音の20倍の速さで飛行! 時速約2万kmの「飛翔体ファルコン」の飛行試験がスゴイ

人類の歴史に新たな1ページを刻むかもしれないある実験が、アメリカ現地時間の今週水曜日に行われると発表された。その実験とはマッハ20、つまり音の速さより20倍速い極超音速飛翔体「Falcon HTV-2」の無人飛行試験である。

これはアメリカの国防総省ペンタゴンと国防高等研究計画局が、ミサイルより速く攻撃できる極超音速兵器を開発するために行っていたプロジェクトで、これまで3億800万ドル(日本円約235億9200万円)の資金がつぎ込まれている。

今回の計画では、Falcon HTV-2はロケットで宇宙まで運ばれた後、地球に向かって滑空し、最後には海に突っ込み飛行を終えることになっている。YouTubeにも「DARPA’s Falcon HTV-2 complete flight overview」というタイトルで飛行試験のシュミレーション動画がアップされているので気になる人は要チェックだ。

Falcon HTV-2は時速2万921キロメートルという想像絶する速さで飛行し、通常5時間以上かかるニューヨーク~ロサンゼルス間を12分以内で移動することができる。
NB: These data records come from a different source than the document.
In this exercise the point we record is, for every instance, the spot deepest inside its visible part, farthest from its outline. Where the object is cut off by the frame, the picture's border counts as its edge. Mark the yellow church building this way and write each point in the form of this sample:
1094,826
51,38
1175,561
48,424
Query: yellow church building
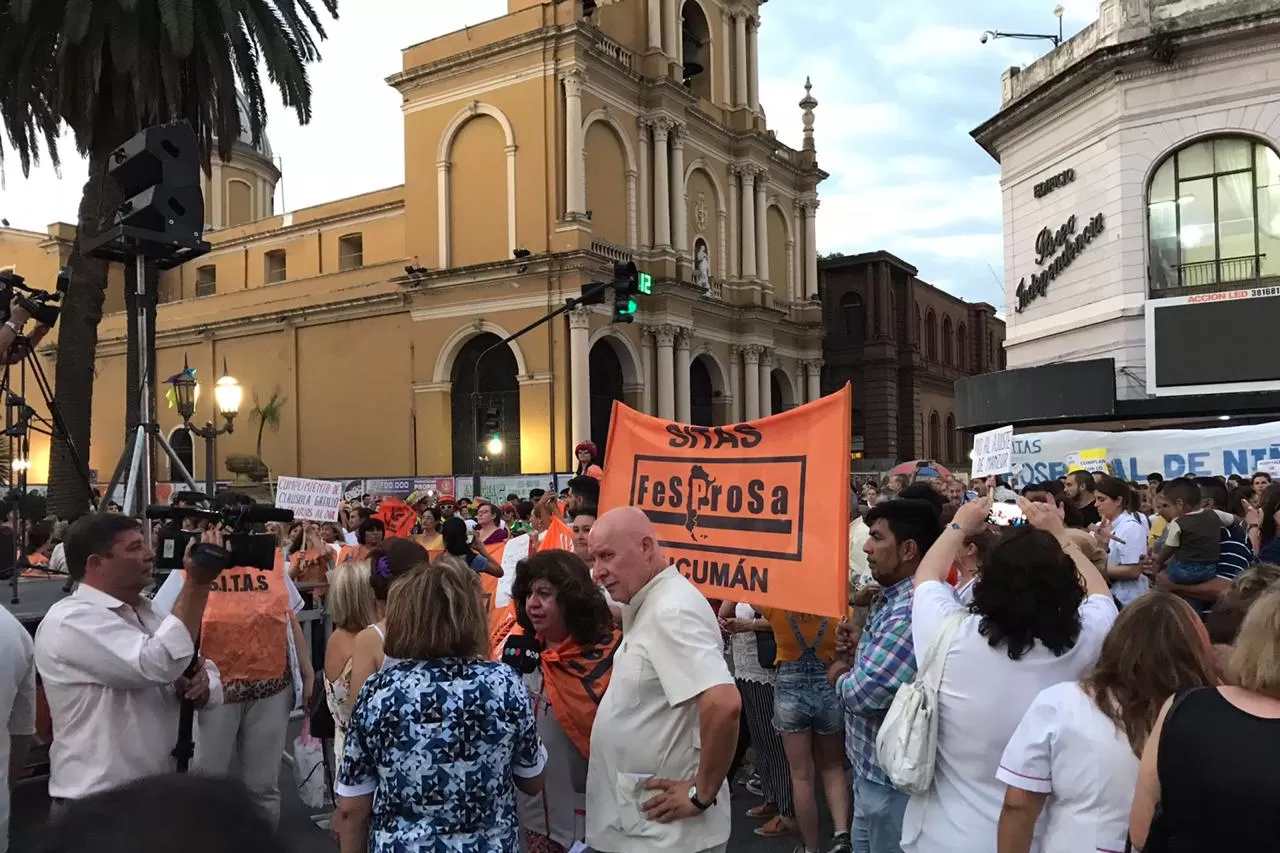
540,147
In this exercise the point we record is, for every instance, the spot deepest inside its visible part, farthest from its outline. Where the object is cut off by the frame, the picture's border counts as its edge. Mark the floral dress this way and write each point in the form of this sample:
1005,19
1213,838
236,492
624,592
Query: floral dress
437,743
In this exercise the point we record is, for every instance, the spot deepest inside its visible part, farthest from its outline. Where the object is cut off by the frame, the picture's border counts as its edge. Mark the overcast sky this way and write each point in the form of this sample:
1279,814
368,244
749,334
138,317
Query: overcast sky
900,83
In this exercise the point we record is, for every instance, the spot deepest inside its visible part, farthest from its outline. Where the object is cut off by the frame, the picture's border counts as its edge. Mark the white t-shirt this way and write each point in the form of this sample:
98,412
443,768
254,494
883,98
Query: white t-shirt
981,702
1066,748
1128,547
647,725
17,701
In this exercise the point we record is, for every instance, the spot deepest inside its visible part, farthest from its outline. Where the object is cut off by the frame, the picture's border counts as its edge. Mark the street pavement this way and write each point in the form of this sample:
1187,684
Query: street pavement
302,835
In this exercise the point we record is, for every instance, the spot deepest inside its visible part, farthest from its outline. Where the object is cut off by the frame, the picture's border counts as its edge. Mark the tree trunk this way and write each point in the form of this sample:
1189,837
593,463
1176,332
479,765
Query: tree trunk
77,350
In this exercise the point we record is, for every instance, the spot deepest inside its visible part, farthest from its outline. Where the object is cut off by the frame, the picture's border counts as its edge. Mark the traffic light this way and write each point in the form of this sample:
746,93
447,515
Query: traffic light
624,306
627,281
158,173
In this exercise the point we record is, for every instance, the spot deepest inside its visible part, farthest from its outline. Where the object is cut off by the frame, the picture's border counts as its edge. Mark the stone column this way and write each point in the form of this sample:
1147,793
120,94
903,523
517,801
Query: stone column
735,229
666,338
740,42
580,386
762,228
647,369
643,215
574,151
748,226
661,186
726,56
679,204
682,361
735,383
766,383
813,374
810,249
752,382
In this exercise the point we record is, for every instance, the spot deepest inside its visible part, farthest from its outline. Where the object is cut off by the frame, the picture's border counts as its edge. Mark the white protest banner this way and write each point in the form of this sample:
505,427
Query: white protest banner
992,452
310,500
1133,455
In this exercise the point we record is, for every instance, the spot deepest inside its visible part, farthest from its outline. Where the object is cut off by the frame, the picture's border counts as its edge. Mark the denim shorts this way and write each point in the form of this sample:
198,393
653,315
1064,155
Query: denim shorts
803,699
1191,573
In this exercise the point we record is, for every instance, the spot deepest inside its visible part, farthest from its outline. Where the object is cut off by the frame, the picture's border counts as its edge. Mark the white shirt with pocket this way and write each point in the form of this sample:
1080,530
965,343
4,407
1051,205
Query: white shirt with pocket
981,702
647,725
17,701
1066,748
109,674
1127,548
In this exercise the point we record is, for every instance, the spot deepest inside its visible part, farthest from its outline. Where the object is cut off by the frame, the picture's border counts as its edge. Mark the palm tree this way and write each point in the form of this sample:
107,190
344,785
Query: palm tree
266,415
109,68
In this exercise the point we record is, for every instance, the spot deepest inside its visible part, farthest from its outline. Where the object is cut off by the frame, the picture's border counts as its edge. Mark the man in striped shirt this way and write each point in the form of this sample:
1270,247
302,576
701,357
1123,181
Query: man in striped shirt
901,532
1235,553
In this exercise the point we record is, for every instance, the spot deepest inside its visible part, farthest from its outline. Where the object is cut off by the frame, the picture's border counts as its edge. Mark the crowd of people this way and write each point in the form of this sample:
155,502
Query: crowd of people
1093,644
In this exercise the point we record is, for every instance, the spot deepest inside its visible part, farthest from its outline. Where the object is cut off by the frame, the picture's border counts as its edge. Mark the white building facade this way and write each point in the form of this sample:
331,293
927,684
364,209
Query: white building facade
1141,188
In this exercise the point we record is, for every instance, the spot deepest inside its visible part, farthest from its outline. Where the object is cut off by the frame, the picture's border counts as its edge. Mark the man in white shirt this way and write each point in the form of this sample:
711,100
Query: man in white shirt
666,730
17,706
113,664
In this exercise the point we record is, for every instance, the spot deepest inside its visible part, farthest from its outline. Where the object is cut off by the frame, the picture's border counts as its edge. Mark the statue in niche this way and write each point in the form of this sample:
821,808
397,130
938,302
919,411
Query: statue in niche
702,265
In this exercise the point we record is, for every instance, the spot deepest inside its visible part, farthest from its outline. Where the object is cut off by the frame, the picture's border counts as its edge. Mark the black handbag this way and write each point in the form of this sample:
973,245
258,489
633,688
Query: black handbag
766,648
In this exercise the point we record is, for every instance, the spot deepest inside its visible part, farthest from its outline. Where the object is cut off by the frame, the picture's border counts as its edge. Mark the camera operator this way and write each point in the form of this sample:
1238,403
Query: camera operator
251,632
13,329
113,662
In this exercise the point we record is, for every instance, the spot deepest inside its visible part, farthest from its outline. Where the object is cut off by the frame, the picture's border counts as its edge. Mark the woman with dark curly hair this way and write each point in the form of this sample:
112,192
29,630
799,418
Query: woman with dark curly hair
1032,624
562,616
1074,756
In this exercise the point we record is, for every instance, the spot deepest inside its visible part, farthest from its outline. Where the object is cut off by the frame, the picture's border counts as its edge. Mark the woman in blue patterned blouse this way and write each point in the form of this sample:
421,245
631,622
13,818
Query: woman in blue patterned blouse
442,737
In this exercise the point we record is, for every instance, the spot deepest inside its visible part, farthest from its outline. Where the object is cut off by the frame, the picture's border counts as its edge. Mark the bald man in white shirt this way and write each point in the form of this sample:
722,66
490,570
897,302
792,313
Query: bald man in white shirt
666,731
113,664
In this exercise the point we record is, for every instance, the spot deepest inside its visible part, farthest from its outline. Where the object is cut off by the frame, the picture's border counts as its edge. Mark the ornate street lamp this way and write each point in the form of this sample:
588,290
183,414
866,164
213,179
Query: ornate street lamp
228,396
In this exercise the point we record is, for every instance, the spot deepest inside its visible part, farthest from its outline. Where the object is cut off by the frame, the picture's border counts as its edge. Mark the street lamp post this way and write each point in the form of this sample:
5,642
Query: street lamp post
228,396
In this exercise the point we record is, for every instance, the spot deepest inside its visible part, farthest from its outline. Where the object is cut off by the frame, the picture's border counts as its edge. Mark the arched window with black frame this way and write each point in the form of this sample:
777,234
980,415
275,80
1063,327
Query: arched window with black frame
1214,217
853,318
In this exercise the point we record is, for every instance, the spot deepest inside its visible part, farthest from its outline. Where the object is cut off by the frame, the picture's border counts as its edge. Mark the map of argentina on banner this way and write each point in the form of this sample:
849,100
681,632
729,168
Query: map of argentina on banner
753,512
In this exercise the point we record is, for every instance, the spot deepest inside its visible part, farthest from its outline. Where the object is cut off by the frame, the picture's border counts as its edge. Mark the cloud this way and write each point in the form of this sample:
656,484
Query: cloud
900,86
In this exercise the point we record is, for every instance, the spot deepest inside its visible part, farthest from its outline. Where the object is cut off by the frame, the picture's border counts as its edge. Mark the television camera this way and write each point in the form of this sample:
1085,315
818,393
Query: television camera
247,548
42,305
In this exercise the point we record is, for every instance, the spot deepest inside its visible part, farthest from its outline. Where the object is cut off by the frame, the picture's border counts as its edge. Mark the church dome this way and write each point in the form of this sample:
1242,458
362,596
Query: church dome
246,137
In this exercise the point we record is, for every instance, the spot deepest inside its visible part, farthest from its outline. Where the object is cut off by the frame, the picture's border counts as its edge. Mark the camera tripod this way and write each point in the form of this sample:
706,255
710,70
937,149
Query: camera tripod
19,418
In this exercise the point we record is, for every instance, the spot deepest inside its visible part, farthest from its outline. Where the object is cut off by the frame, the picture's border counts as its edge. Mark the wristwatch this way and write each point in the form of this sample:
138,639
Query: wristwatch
699,804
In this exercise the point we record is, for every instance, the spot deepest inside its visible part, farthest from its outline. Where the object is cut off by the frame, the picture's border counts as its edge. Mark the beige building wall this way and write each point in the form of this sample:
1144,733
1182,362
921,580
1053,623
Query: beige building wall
571,140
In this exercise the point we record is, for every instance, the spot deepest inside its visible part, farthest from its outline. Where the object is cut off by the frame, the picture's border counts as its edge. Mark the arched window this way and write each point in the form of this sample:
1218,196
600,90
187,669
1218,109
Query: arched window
854,319
1214,217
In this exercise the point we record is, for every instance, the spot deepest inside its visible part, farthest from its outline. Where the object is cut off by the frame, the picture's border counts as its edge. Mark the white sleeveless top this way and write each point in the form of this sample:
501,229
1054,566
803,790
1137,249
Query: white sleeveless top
388,661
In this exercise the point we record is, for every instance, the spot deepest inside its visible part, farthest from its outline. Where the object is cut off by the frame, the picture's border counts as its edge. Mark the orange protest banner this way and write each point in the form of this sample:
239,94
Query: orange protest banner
753,512
397,516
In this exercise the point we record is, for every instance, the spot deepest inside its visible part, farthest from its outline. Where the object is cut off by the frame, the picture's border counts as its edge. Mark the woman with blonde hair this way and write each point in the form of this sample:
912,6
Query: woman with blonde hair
1072,763
352,609
440,739
1207,779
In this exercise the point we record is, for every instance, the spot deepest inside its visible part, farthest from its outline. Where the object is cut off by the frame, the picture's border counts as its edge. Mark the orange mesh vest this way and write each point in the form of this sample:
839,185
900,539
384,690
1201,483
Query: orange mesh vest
245,624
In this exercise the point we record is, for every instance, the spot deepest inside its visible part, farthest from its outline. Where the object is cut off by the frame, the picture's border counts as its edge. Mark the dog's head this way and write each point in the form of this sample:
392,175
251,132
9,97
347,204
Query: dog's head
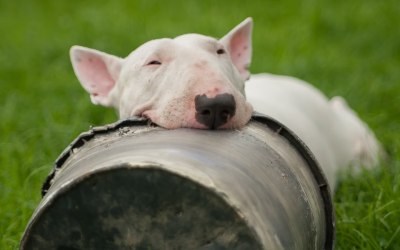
191,81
この速さをもってすれば、地球上のどの場所にも1時間以内に移動し攻撃することができ、さらには核兵器など453.6キログラムの物まで搭載できるよう作られていっているので、完成すれば史上最強の兵器になりうる。

次世代の軍事抑止力、そしてならず者国家やテロリストに対抗する手段として開発されているFalcon HTV-2は、昨年4月に行われた1回目の飛行試験では上手く飛行できなかった。その失敗から幾多の改良を加え、今回アメリカの現地時間水曜日の午前7時に、Falcon HTV-2を載せたロケットが宇宙に発射される予定であった。

しかし未だ今回の飛行試験の結果は入ってきておらず、多くの人がその結果発表を待ちわびている。マッハ20という脅威の速さに挑戦する今回のFalcon HTV-2の実験。しかしこれが軍事目的で使われることを考えると、その完成を期待していいものなのか悩んでしまう。